UNITED NATIONS—Russia and Syria clashed with the United States and its Western allies on Wednesday over responsibility for the failure of a cease-fire to take hold in Syria, as the United Nations said humanitarian convoys are ready to head to 10 locations, including besieged eastern Ghouta near the capital Damascus.
The contentious Security Council meeting four days after members adopted a resolution demanding a cease-fire “without delay” for at least 30 days throughout Syria to deliver humanitarian aid and evacuate the critically ill and wounded reflected frustration and anger on both sides at the continued fighting and bombing.
UN humanitarian chief Mark Lowcock asked council members: “When will your resolution be implemented?” And UN political chief Jeffrey Feltman urged all 193 UN member-states “to use their influence with the parties to ensure implementation of the cessation of hostilities.” Lowcock said convoys are ready to go to 10 besieged and hard-to-reach locations, including 45 trucks with aid for 90,000 people in Douma in eastern Ghouta.
He said that since February 18 over 580 people were reported to have been killed and well over 1,000 injured in air and ground strikes in the Damascus, home to about 400,000 people.
Lowcock also warned that delivery of aid across conflict lines to millions of people in besieged and hard-to-reach areas throughout Syria “has totally collapsed.”
“Unless this changes,” he declared, “we will soon see even more people dying from starvation and disease than from the bombing and the shelling.”
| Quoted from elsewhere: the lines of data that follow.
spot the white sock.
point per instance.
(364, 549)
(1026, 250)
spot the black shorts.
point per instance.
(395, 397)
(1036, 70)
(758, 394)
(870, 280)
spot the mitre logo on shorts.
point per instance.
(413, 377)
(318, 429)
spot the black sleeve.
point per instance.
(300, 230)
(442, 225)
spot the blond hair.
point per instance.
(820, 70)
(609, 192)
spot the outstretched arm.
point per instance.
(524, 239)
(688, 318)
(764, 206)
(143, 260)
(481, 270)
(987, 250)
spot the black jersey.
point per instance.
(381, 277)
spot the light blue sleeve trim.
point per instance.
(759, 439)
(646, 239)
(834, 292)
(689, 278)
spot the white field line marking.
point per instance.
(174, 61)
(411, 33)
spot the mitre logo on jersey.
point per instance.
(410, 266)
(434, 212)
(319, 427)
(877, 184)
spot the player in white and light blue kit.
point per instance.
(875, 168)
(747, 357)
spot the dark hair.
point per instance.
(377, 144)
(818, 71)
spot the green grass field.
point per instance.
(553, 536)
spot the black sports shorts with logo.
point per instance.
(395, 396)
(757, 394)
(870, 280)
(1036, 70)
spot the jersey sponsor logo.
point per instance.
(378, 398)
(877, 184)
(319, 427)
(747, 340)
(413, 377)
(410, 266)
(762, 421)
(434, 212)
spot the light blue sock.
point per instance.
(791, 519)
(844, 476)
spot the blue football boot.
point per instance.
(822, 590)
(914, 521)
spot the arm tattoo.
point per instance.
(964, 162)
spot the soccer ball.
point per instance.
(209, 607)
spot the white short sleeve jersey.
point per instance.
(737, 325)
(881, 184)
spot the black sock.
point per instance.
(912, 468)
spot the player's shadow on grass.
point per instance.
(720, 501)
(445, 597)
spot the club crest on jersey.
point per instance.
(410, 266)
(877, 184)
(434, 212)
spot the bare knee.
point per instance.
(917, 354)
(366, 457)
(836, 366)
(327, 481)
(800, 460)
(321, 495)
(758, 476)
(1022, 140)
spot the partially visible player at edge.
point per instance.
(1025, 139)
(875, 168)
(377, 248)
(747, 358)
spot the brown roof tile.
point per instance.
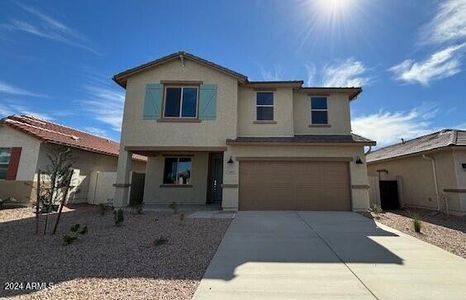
(433, 141)
(58, 134)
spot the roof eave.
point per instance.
(122, 77)
(265, 143)
(434, 150)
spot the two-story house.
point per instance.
(213, 136)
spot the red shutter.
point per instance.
(14, 162)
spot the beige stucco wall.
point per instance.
(29, 153)
(358, 172)
(283, 114)
(338, 115)
(85, 164)
(21, 188)
(459, 159)
(137, 131)
(154, 193)
(418, 189)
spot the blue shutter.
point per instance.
(208, 102)
(152, 101)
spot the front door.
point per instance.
(137, 188)
(389, 194)
(215, 180)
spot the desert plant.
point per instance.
(74, 233)
(377, 210)
(138, 209)
(417, 223)
(75, 228)
(174, 207)
(102, 209)
(53, 185)
(84, 230)
(182, 218)
(118, 216)
(69, 238)
(160, 241)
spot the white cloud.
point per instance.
(6, 88)
(448, 25)
(96, 131)
(349, 73)
(272, 75)
(389, 127)
(12, 109)
(106, 104)
(311, 74)
(442, 64)
(49, 28)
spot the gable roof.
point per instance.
(437, 140)
(50, 132)
(122, 77)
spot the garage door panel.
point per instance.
(294, 185)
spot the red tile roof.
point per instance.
(58, 134)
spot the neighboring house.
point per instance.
(426, 172)
(25, 142)
(213, 136)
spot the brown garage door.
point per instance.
(294, 185)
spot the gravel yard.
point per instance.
(446, 232)
(109, 262)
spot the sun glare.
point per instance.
(335, 21)
(333, 8)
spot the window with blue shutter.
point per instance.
(152, 101)
(208, 102)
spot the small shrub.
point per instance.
(182, 218)
(118, 215)
(69, 238)
(160, 241)
(174, 207)
(84, 230)
(138, 209)
(75, 228)
(74, 233)
(417, 223)
(102, 209)
(376, 210)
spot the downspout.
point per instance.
(434, 172)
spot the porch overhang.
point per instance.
(157, 150)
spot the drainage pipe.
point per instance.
(434, 172)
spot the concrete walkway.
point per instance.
(330, 255)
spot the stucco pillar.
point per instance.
(230, 201)
(121, 198)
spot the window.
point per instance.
(319, 110)
(5, 154)
(264, 106)
(180, 102)
(177, 170)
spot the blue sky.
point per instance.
(57, 57)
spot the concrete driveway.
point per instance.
(330, 255)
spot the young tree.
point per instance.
(54, 187)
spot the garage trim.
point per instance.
(346, 160)
(285, 158)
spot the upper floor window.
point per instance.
(177, 170)
(319, 110)
(264, 106)
(180, 102)
(5, 154)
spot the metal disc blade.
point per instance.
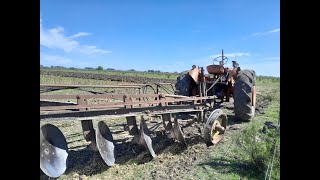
(53, 151)
(145, 137)
(178, 133)
(105, 143)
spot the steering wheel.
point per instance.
(225, 58)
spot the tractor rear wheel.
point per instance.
(183, 85)
(244, 95)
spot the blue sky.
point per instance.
(160, 35)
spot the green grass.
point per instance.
(247, 154)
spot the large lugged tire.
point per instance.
(183, 85)
(243, 95)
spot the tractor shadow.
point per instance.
(224, 165)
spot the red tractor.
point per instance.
(222, 82)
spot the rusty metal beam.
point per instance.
(113, 104)
(92, 96)
(113, 113)
(90, 86)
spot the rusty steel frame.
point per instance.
(83, 110)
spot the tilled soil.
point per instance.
(84, 75)
(173, 161)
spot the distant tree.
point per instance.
(99, 68)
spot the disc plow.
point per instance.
(146, 101)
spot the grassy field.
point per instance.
(245, 152)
Russia ordered a five-hour daily humanitarian pause starting on Tuesday to allow civilians to exit eastern Ghouta. But no civilians have left, and no humanitarian aid has entered. Russia asked council members to support a presidential statement asking all countries to ensure that armed groups support the Russian humanitarian corridors.
The US, supported by other Western nations, objected because the statement didn’t reflect the resolution’s demands, according to diplomats who spoke on condition of anonymity because consultations were private.
Lowcock reiterated the International Committee of the Red Cross’s assessment that it is impossible to deliver humanitarian aid in five hours, noting that it often takes convoys with all the required clearances a day just to get through checkpoints.
Kelley Currie, the US ambassador for economic and social affairs, called a five-hour pause “cynical, callous, and in flagrant defiance of the demands” for a cessation of hostilities “for at least 30 days—every day, all day.”
“Russia does not get to unilaterally rewrite the terms of the resolution they negotiated and they sat here and voted for,” she said.
“Russia, Iran and the Assad regime are not even trying to hide their intentions,” Currie told the council. “They are asking civilians to leave eastern Ghouta on the false premise that they can then attack anyone left in the area as much as they would like.”
Sweden’s deputy ambassador Carl Skau, speaking on behalf of resolution sponsors Sweden and Kuwait, also declared: “A five-hour cease-fire does not meet the requirements of the resolution.”
“This resolution is not primarily about the evacuation of civilians, but demands humanitarian access to civilians and medical evacuations,” he stressed to the council, a message repeated by Britain, France and the Netherlands.